Jesus Year: Spring Equinox

Today is the equinox. This weekend is my birthday, my Jesus year: I will be 33 years old.
It occurred to me that I could spend this year trying to get to know him again (it's been a while). I could read the gospels every day and meditate on who he was, that year of his death. I could meditate on who I am, this year of my life—the points of connection, the differences. Perhaps I could find out if there's still a conversation to be had between us.
I have been following my New Year's Resolution to live the Tao this year. I feel something happening in me; it feels like what happened toward the end of my time in France, when all this slow, internal work came together and bore fruit. This continual trying and forgetting and not spending effort on the forgetting but trying again. I've been more aware, a shift. I remember to feel things. I remember the word enlightenment, because lately it feels like a room with the lights on—nothing transcendent or ecstatic; it's just, you can see where the furniture is.
The last time this happened, the key was acceptance: I accepted the distance, the dryness, and this opened up a richer way of being that quenched my thirst in each consecutive moment. I've noticed acceptance in this time, too. I've been thinking about time passing, getting older, death and the fleeting. I am always thinking about these things, but lately I think of them with acceptance instead of heartache. Here we are, then.

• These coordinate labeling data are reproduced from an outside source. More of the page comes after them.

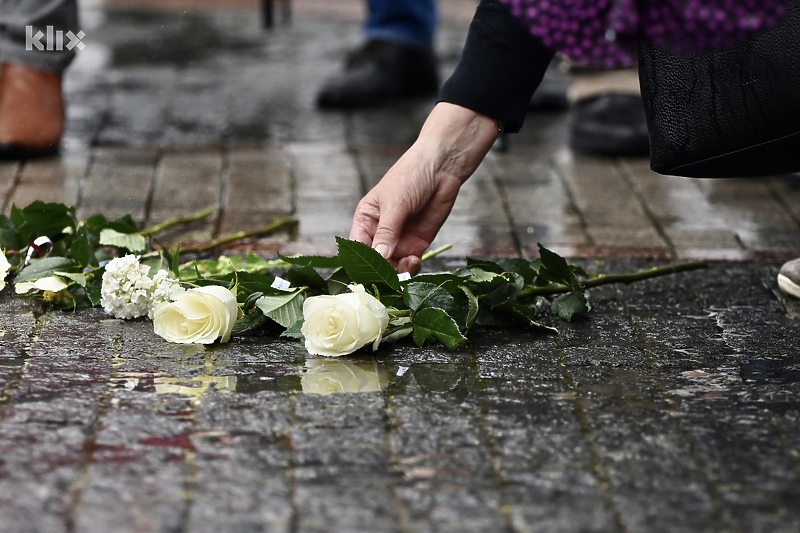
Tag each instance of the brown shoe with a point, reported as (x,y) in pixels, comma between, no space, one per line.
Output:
(31,112)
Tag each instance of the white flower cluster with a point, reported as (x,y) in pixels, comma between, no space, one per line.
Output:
(164,288)
(127,290)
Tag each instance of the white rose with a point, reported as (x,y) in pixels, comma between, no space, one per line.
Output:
(341,324)
(200,315)
(164,288)
(5,266)
(326,376)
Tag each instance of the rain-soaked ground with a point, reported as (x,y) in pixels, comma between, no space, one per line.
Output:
(672,407)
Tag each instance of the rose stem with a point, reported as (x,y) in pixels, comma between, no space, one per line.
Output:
(177,221)
(605,279)
(433,253)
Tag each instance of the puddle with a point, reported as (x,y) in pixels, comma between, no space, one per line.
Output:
(316,376)
(332,376)
(771,371)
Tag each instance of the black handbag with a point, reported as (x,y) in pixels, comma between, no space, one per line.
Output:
(733,112)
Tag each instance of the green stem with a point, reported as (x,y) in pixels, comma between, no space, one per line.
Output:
(177,221)
(606,279)
(274,226)
(433,253)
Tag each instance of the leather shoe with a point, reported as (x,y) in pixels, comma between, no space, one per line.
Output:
(610,124)
(31,112)
(381,72)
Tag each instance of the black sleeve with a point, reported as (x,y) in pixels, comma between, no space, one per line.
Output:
(501,66)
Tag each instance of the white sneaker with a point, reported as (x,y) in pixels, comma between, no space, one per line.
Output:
(789,277)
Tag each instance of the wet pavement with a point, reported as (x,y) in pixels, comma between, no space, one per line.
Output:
(672,407)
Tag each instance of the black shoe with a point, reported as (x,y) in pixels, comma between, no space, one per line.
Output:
(610,124)
(381,72)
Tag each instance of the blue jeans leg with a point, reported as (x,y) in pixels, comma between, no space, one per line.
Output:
(409,23)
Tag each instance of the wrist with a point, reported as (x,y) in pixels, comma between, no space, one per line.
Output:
(457,139)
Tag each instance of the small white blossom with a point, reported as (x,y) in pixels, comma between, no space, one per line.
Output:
(126,288)
(164,288)
(5,266)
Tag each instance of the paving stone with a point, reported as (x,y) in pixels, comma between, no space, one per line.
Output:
(672,406)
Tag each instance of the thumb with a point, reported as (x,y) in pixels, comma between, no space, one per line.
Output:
(387,234)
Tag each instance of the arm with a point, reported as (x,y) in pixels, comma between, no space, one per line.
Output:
(499,69)
(401,216)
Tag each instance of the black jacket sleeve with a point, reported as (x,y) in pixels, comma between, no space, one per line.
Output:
(501,66)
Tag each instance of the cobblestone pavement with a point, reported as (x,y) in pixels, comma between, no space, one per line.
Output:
(673,407)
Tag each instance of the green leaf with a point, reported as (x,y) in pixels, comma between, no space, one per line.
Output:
(10,238)
(557,269)
(132,242)
(82,251)
(314,261)
(365,265)
(80,279)
(420,295)
(488,266)
(520,266)
(293,331)
(306,277)
(285,309)
(472,306)
(568,305)
(249,322)
(42,219)
(435,323)
(40,268)
(506,291)
(395,334)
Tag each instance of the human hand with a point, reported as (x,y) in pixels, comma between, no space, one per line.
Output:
(402,214)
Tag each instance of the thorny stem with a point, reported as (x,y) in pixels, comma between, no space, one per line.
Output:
(606,279)
(433,253)
(275,225)
(177,221)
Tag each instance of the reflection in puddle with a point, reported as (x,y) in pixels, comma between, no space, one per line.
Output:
(771,371)
(316,376)
(195,387)
(331,376)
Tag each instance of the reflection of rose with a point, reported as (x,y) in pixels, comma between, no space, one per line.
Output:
(343,323)
(199,315)
(326,376)
(196,386)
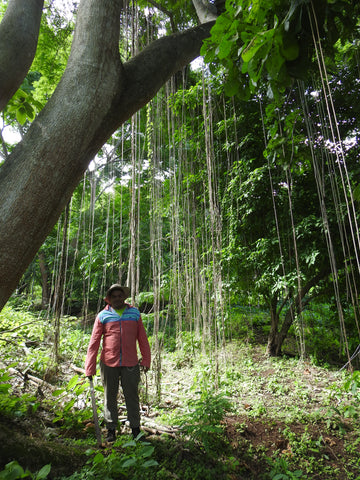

Last night I said to Boots, I don't know if what I've been feeling is acceptance or complete dispiritedness, because there's some of that in it, too. I've been wondering if this flavor of acceptance is one of the differences between who you are in your thirties and who you are in your teens. In your teens, you have this sweeping emotional capacity, ready to fan to flame wherever it's needed, and you believe it's needed often. Your hand is strong and you grip life tightly and you believe that's what it takes to hold onto life. In your thirties, you spend less on this and that; you save your capacity until the need is greater. Your hand is strong but not as fresh, and you hold life and know that it's there whether you hold it or not.
There is dispiritedness in me.
Acceptance is a redeemer, though. There's something to be gained, some great strength, a rebuilding, just in looking at yourself and saying, "Here we are." I guess if you're standing in your center, you're ready to pivot. So acceptance prepares you for movement.
Anyway, as I was thinking about my birthday and my New Year's Resolution, it occurred to me to spend my Jesus year in the attainment of perfection. I thought I might drink the experience of these twelve months as a kind of communion, to share with him his life and truth and pain, his resurrection and his death. What might one learn from that sort of thing?
Dear Jesus, You are a man. You are a Middle Eastern man. You don't know me from Adam and why would you care? Except wait, you're more than just that bundle of historical assumptions I'm making, because look at how you treated the children.
Dear Jesus, In that case, you are a complete mystery. Who are you?
Dear Jesus, This year, you die. You are young, just like me, or as Leonard Cohen might say, almost young. You've learned some important things over the years, but you can remember your childhood, the freshness of it. They've been looking at you as a man, though, for a long time, now—longer than they do in our culture, where it takes so long for kids to grow up. So maybe you don't remember your childhood the same way that I remember mine. Still: you're young; you've got your strength about you. Anyway, you die this year; you suffer and die for something important, something you've been working for. You're an activist and it's going to kill you this year. Did you know that? I thought I'd tell you just in case.
The word I was looking for wasn't acceptance or dispiritedness. It's resignation.